Les étiquettes à-pleurs-ou-à-paillettes
Isabella était pleines de convictions. Dont une, essentielle à être rappelé pour pouvoir poursuivre notre narration : Isabella ne se voyait tout simplement pas comme une Isabella. Ce prénom, elle le trouvait trop aristocratique, trop exotique pour elle, qui se pensait être la personne la plus commune de l'univers. Dès qu'elle atteignit l'âge où la raison commence à s'exercer, elle le fit entendre à ces parents. Après tout, un prénom est arbitraire et elle revendiquait une liberté qu'elle estimait être son juste droit. Sa mère, néanmoins, refusant de croire à la banalité de sa fille, continua comme elle avait commencé jusqu'à être emportée par la maladie. Son père se moqua gentiment de son acharnements et l'appela Bells, comme, dit-il « le tintement des cloches de ton esprit si vif ». Et quand sa seule amie reprit ce surnom, cela devint son nom.
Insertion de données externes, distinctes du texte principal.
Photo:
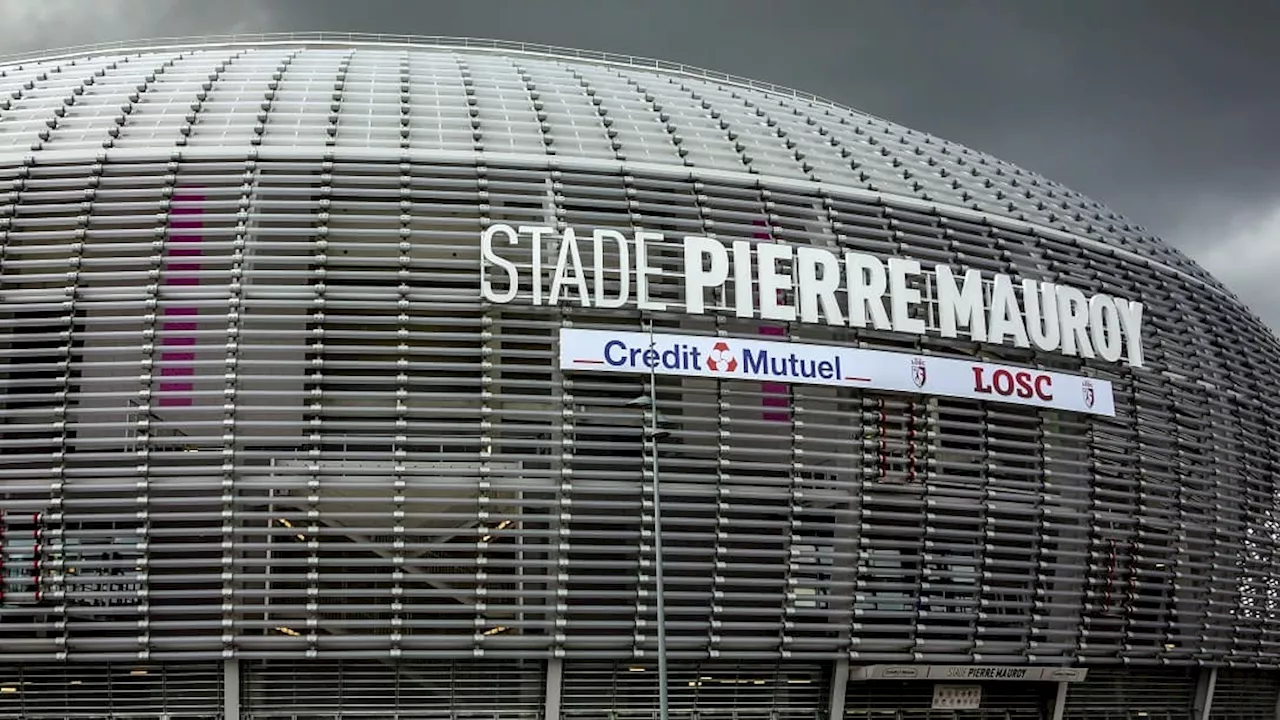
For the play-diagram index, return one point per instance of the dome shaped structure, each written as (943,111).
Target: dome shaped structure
(337,374)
Isabella était quelqu'un de profondément bienveillante. Mais elle avait quelque chose qui entravait sa bienveillance, elle était remplie d'angoisses et d'hésitations. Elle fait subie ce cauchemar des jeunes années d'être le vilain petit canard de ces camarades. Ca pouvait encore passer quand on la surnommait «Beak Beak ». Quand on coinçait du papier toilette dans sa jupe, quand on gribouillait ses livres et ses devoirs. Quand on la bousculait dans le couloir où qu'on renversait son plateau à la cantine. Bien sûr, elle pleura quelque fois, mais elle se disait toujours que, si elle ne pouvait être une Isabella, elle demeurait tout de même une Bells, et elle trouvait consolation dans ces carillons.
Mais sa tristesse ne put se taire quand la seule personne qu'elle s'autorisait à appeler amie, la désavoua en déchirant sa robe de promo, appartenant jadis à sa mère, et en rejoignant d'un bon en arrière et d'un rire gras le tas dont elle était isolée. Depuis ce jour, elle n'arrivait pas non plus à se voir comme une Bells, intelligente et courageuse, mais elle n'eut pas la force de le dire à son père.
Elle n'avait donc pas vraiment de nom à elle durant un an.
C'est donc avec étonnement qu'elle accueillie le petit nom qu'Alice Brandon lui donna quand elles allèrent boire un verre ensemble pour la première fois après les cours. Elles venaient toutes deux de passer en deuxième année et Alice fut sa voisine dans leur premier cours d'amphi.
- « Ta remarque a été géniale, tu sais.
- Arrête, c'était rien, j'espère qu'elle ne m'en a pas voulu…
- T'es sérieuse ? Bien sûr qu'elle l'a mal prise !
- Tu crois ? commença-t-elle à paniquer. Je vais aller m'excuser et …
- T'excuser ? Bon Sang, cette Lauren Malory, c'est juste une pimbêche coincée du clito, j'te jure !
- Alice !
- Non mais, t'excuse surtout pas de ce que t'as fait ! Isa tu m'as tuée et tu l'as tuée aussi ! »
Ceci-dit, elle partit dans fou rire interminable. Isabella commença à sourire aussi, d'une part car sa nouvelle amie était désopilante, d'autre part car elle aimait beaucoup cette nouvelle étiquette, Isa.